GOP victory could hasten Supreme Court retirements
WASHINGTON -- The GOP takeover of the Senate invigorates President Bush's push for a more conservative judiciary and makes it more likely that Chief Justice William Rehnquist will retire after the Supreme Court's annual term ends next summer.
Reflecting how a few shifting seats in the Senate can dramatically alter the nation's political agenda and its judicial system, some analysts say the elections could have given Rehnquist, 78, the political environment he has been waiting for to announce his retirement after 16 years as chief.

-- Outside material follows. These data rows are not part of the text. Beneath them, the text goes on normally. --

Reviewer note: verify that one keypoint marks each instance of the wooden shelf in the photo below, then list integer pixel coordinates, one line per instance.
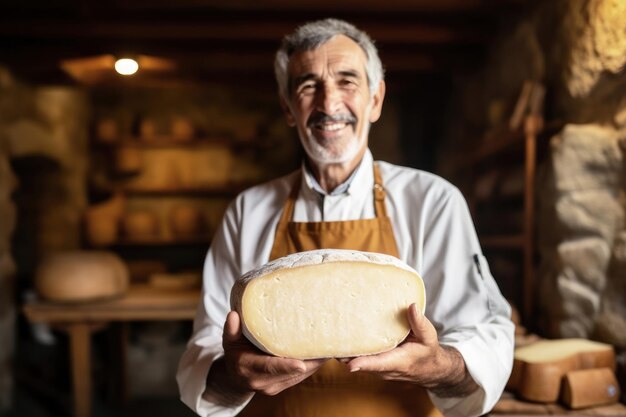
(496, 142)
(217, 191)
(504, 241)
(498, 151)
(169, 142)
(160, 241)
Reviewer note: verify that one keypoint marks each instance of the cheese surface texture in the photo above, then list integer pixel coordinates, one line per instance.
(328, 303)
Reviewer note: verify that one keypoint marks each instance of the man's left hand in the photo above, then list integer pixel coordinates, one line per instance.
(420, 359)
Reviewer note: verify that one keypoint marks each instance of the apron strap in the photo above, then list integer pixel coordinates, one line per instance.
(379, 193)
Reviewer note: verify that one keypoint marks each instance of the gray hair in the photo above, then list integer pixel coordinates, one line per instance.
(314, 34)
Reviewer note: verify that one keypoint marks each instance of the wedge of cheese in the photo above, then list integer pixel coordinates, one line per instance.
(328, 303)
(538, 369)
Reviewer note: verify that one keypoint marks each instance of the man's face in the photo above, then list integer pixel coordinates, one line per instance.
(330, 103)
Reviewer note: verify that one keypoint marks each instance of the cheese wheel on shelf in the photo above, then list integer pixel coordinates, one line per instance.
(538, 369)
(328, 303)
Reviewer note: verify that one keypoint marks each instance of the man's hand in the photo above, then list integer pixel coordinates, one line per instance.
(249, 369)
(422, 360)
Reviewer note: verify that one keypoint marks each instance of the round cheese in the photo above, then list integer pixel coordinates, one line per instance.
(328, 303)
(80, 276)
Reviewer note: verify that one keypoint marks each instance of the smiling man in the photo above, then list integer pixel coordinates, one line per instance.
(458, 356)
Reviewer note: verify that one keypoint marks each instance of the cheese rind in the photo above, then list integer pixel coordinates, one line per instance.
(328, 303)
(538, 369)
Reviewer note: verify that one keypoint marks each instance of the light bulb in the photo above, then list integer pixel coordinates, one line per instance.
(126, 66)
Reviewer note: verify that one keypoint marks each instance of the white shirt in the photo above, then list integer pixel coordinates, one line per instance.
(435, 235)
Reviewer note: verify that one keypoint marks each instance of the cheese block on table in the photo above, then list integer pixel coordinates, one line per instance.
(328, 303)
(589, 388)
(538, 369)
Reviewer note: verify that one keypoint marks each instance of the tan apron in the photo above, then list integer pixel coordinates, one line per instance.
(333, 391)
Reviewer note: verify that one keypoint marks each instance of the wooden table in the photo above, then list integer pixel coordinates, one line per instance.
(510, 406)
(141, 303)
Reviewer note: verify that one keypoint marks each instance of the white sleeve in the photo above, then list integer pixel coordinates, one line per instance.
(466, 306)
(205, 344)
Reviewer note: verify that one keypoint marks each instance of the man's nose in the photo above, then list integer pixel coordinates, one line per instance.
(329, 99)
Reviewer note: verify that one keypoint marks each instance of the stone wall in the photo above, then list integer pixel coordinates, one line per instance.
(577, 50)
(43, 164)
(7, 266)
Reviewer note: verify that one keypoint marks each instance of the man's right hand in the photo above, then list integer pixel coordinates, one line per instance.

"Of all the external (factors) that could affect" Rehnquist's retirement plans, "what happened (election) night is probably the most salient," says Catholic University of America's law dean Douglas Kmiec, who was an assistant attorney general in the Reagan administration. Kmiec says Rehnquist likely will view the new Senate as more favorable to a successor of his own conservative ideology.
"I suspect that the chief justice will step down by next summer, and I also would expect he would quietly let the Bush administration know so they can plan ahead," says Sheldon Goldman, a political science professor at the University of Massachusetts-Amherst, who tracks judicial nominations.
It would be the first high court appointment for Bush, whose nominees for lower courts typically have been conservative jurists who narrowly interpret the Constitution and federal statutes. Bush's court choices generally have believed that society's problems should be solved by elected lawmakers, not judges.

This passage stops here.